Minding my own business at a corner internet cafe along a main avenue in Cochabama, I noticed a commotion originating from the city’s main plaza, one block away. Dozens of pedestrians were holding their mouths and I knew that could only mean one thing – tear gas was dispersed to quell some disturbance. I quickly closed all of my open browsers on my computer and paid my bill and took off. For several blocks leading away from the plaza, I noticed individuals trying to compose themselves keeled over. One couple with their baby in stroller tried to wash away the sting from the innocent child’s eyes while hearing his wails.
What had happened was that some of the social movements, some belonging to MAS, had tried to “vigilar” and prevent the meeting of 8 of the 9 departmental civic committees and several of the prefects. They were in town at the invitation of the Cochabamba prefect, Manfred Reyes Villa, to brainstorm about possible measures hoping to convince the government to support 2/3 majority in the Constituent Assembly for all of the articles. As it stands now, the government only wants simple majority for the articles with a 2/3 vote for final approval.
This is what I had picked up in the random news footage that I have seen and bits and pieces of newspaper articles. It seems that I tend to be more up to date about the going-ons in Bolivia when I am out of the country, than when in the country. If I hadn’t been around the city’s center when the tear gas was used, then it would have hardly registered.
The civic committees announced that they will give the government 72 hours to support the 2/3 approval or a massive civic strike would take place on Friday. Some of the cattle ranchers in the Orient announced that they may stop sending meat to the Western part of the country.
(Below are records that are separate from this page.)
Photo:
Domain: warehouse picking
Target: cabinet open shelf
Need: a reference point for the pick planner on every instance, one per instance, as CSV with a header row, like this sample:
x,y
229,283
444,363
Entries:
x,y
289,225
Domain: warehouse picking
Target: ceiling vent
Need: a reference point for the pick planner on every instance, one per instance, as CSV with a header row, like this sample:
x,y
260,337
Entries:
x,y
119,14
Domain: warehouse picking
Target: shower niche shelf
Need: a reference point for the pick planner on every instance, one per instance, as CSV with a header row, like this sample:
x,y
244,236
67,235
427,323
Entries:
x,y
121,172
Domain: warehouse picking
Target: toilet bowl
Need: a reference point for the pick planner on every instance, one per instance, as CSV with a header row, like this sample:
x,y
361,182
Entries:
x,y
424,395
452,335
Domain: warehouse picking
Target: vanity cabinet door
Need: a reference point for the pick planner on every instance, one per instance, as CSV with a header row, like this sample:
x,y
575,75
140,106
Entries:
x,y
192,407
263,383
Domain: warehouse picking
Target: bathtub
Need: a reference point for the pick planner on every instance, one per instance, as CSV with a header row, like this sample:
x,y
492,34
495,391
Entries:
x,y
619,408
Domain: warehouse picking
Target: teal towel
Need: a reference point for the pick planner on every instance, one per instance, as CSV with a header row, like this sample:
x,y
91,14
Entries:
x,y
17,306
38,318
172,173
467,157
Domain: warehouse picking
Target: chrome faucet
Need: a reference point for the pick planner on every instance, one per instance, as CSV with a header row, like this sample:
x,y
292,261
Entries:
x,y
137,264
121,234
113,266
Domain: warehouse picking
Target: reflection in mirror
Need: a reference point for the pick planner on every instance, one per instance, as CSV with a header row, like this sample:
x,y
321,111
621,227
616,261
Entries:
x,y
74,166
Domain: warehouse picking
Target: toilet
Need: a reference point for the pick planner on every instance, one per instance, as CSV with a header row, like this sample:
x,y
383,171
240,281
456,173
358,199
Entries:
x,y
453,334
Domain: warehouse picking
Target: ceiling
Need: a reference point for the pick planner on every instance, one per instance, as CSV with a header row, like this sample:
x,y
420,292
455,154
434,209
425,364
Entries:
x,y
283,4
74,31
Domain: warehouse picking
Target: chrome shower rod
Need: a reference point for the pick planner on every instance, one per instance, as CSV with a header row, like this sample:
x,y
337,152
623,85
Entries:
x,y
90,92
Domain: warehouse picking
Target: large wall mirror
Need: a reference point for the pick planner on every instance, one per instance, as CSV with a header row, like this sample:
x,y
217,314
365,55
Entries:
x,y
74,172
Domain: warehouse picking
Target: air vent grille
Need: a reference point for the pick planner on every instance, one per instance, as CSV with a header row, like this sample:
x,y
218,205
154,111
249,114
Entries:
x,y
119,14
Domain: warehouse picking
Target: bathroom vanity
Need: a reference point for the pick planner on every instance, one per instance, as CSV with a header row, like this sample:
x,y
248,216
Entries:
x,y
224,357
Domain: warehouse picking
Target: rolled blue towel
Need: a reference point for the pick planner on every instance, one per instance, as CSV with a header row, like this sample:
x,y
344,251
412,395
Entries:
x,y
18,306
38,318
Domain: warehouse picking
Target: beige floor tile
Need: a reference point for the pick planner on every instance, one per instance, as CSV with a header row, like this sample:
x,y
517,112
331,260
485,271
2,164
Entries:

These are some of the same measures that the social movements and others in the government employed in the past. Like all civic strikes, it may not have the support of the entire populace, but those who want to “atacar” (join), everyone will know where they stand. The recent reader poll at Los Tiempos.com asks, “With which of the positions do you most identify with?” The choices are rather simple – with the government or with the opposition.
Well, there was a third choice – “don’t know”. I guess that is what anybody’s best guess to the question, “what about Bolivia?”
PS – Yes, I am in Bolivia (again) for eleven days.